Monthly Archives: November 2013

Reflections on Smith 2005

A clear paper, albeit unreasonably strewn with acronyms, regarding the problems of where aid money is best directed.  Reports the trend away from Technical Assistance (TA) and direct project support – seen as too directive.  Sector Wide Approaches (SWA) and Direct Budget Support (DBS) are now favoured, allowing recipient governments to direct the funds and make their own capacity building decisions, so reflecting increased ownership of programmes.

Smith concludes however that recipient governments aren’t too good at these high level processes and that little of this high level spending  actually results in building local capacity, which is the only place it is really effective.

Concern that achievement of Millennium Development Goals (MDG) may actually be hindered by the redirection of aid money to high level.  Do we want better education by colonial methods or worse education by delegating spending to recipient government control?

Reflections on Wise

Wise talks about the imposition of legislation on schools.  He features two problems:

  • The tendency of (western) schools to chase targets to the exclusion of other objectives of education – the teach to test or teach to OfSTED syndrome
  • The problem of disconnection of means and ends where means are specified without process to achieve the desired ends or ends are specified without obvious means to achieve them.  He calls this hyperrationalisation

The first is in a way the opposite of the problem addressed by Jansen – who complained that host governments do not chase targets.  The second is more in line with Government Aid reality – that ends are specified for which the means or process do not exist.

Reflections on Barrett and Jansen – studying theory or practice?

The papers by Barrett and Jansen came from different directions with a huge gulf in their sense of pragmatism.

Barrett is research for its own sake.  Introspective, indulgent, semantic – indeed anything but practical.  When one eventually gleans some meaning out of the flowery language, there is some sense in the analysis of personality type among teachers and how it governs their teaching behaviour – but it doesn’t take us anywhere.  There is a broad conclusion that, for progress to be likely, it has to build on teachers’ experience and their sense of their role but I think we might have guessed that!

Jansen by comparison is ruthlessly practical.  He demolishes the development education target setting process from conceptual, methodological and organisational points of view and concludes that the process is more to do with meeting the political needs of donor and donee than any expectation of targets being met.  The only disappointment is that he does not offer advice on a better path, only concludes that target setting does drive some beneficial action.

My own preference would be to talk about reference data rather than targets and about “straw-men”* rather than firm propositions.  Individual situations can then be mapped against the reference and a framework for action devised that can replace all or part of the straw-man.  That would achieve the same progress in a more meaningful process with more likelihood of local buy-in.
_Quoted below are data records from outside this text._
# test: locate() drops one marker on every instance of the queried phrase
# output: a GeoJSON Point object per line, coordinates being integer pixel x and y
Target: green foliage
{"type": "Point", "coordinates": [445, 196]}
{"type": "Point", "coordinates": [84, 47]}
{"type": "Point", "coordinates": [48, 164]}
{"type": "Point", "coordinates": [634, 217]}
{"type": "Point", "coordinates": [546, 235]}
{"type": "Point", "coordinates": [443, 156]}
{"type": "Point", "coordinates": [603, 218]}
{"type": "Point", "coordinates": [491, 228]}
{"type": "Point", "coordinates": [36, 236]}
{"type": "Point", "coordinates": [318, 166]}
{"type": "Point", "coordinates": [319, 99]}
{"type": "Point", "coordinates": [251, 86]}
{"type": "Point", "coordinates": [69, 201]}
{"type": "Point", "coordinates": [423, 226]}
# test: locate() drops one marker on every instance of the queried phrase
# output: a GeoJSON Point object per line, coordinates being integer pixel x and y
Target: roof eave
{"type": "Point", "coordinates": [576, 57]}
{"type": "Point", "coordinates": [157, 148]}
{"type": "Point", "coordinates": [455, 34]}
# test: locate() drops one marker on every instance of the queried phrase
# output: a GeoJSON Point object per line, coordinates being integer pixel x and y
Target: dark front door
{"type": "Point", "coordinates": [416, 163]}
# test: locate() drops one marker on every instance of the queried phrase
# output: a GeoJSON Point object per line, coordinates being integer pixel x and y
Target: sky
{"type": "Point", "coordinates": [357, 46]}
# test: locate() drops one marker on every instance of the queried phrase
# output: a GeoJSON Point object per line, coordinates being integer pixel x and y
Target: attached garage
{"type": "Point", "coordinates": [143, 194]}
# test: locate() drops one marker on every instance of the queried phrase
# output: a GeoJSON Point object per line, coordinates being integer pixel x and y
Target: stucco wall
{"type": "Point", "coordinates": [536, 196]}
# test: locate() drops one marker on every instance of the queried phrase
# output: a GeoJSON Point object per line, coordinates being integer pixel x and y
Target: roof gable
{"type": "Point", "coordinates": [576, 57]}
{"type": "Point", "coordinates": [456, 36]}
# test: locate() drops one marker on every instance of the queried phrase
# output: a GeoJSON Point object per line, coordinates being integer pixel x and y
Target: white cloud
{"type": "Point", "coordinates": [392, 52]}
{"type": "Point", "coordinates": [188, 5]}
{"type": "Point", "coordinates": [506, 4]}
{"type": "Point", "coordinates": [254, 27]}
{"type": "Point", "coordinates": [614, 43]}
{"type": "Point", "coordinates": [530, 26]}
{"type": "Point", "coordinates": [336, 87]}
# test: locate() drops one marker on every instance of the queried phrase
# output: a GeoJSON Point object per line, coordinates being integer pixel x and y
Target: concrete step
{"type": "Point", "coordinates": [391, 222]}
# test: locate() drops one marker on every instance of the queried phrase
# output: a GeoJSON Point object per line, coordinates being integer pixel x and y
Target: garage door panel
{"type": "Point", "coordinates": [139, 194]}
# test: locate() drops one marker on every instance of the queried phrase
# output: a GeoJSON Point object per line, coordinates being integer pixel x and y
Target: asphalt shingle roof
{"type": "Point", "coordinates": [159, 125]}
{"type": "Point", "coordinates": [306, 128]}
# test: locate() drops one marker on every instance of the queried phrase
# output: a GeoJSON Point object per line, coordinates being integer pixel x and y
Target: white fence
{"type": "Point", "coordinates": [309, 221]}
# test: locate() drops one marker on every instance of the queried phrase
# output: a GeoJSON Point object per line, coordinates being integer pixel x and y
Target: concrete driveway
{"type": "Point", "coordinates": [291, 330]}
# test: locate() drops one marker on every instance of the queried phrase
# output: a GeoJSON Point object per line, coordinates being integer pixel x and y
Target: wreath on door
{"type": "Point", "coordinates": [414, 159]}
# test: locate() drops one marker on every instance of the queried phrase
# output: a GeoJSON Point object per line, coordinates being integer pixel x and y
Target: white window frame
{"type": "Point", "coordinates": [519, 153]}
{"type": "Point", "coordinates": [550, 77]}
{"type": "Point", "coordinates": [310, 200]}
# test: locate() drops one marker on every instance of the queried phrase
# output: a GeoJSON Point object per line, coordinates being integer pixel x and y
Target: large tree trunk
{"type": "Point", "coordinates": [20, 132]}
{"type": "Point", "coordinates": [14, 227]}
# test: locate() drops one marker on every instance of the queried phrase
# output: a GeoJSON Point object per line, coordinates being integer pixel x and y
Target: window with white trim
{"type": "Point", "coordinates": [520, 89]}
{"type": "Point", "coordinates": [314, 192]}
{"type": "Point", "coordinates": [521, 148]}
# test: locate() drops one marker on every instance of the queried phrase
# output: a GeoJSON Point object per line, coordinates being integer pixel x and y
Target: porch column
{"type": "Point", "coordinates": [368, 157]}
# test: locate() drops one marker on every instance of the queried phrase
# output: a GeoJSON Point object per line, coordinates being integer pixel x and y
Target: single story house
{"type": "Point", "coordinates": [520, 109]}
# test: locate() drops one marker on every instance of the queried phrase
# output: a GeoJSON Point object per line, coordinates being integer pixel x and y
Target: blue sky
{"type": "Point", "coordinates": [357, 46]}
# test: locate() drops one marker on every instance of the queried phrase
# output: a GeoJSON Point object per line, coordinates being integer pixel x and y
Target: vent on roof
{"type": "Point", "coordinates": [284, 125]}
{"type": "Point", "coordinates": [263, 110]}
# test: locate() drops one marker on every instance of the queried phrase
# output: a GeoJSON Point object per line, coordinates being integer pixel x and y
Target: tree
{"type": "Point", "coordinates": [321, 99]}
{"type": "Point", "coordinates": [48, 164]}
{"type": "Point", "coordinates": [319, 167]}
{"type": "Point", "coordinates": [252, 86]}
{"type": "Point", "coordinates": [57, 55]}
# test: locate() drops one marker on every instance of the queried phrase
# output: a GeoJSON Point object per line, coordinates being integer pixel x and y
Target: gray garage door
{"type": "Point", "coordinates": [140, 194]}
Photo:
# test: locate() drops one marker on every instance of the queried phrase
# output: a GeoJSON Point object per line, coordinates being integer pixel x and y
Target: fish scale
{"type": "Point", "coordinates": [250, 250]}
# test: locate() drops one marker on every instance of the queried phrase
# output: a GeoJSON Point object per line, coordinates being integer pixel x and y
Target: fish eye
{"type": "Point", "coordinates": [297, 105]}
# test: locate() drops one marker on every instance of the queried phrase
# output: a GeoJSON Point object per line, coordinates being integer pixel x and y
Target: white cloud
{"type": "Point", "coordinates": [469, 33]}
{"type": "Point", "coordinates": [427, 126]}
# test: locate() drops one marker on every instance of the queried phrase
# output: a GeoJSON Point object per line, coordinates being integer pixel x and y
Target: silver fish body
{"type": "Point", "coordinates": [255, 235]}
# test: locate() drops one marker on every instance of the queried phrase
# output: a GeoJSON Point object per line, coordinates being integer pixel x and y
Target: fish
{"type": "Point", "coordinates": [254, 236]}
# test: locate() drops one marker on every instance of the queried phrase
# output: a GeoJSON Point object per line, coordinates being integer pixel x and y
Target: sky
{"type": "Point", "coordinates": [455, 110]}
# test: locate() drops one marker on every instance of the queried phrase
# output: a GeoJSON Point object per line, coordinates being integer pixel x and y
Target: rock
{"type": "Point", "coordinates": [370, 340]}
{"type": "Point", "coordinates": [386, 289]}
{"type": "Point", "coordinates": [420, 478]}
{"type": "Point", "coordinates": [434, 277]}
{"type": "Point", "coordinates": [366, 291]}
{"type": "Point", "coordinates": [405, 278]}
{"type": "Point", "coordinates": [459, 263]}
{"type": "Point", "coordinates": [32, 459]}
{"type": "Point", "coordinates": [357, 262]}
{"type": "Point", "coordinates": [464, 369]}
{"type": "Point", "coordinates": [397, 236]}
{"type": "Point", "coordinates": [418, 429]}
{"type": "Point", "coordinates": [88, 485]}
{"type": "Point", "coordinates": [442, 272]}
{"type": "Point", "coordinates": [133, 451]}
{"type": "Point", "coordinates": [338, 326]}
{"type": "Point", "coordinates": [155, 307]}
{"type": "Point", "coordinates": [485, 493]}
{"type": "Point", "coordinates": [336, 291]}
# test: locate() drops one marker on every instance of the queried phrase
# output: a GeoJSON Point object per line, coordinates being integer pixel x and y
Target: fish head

* A “straw-man” proposal is US parlance for a model proposal that is intentionally simplistic and designed to be changed and improved but triggers focused discussion more effectively than a blank sheet of paper.

Commentary on Bartlett

Lesley Bartlett (2007) The comparative ethnography of educational projects: youth and adult literacy programmes in Brazil, Compare: A Journal of Comparative and International Education, 37:2, 151-166, DOI: 10.1080/03057920601165421

Having lived and worked in Brazil this article interested me in how closely the findings mapped onto my own experience.  I had previously learned languages at school over long periods using traditional “autonomous” methods.  I started learning Portuguese in this way but rapidly found that I could not understand or communicate with only this base.  To enable communication in the real world required idioms and conversational speech in relevant contexts.  I realised I had to make an initial choice – to be accurate or to be fluent. Because I had little requirement for formal written output, I (implicitly) chose fluency, to be able to be understood and to influence people.

This created interesting reactions.  My well educated staff would frequently correct my grammar. After I had talked to staff as a group people would confide “we knew what you meant”! However, people in the local community could understand me reasonably well and taught me lots of idioms which certainly would not reach the textbooks!  This highlights the significant contrast between language as a badge of education and status and language as a means to communicate – very much Bartlett’s point.

Interestingly however, the traditional method is the one which has persisted better.  I still remember more French vocabulary and grammar than I do Portuguese – which may say more about the structured way in which my particular brain works than anything to do with the better way to teach and learn language.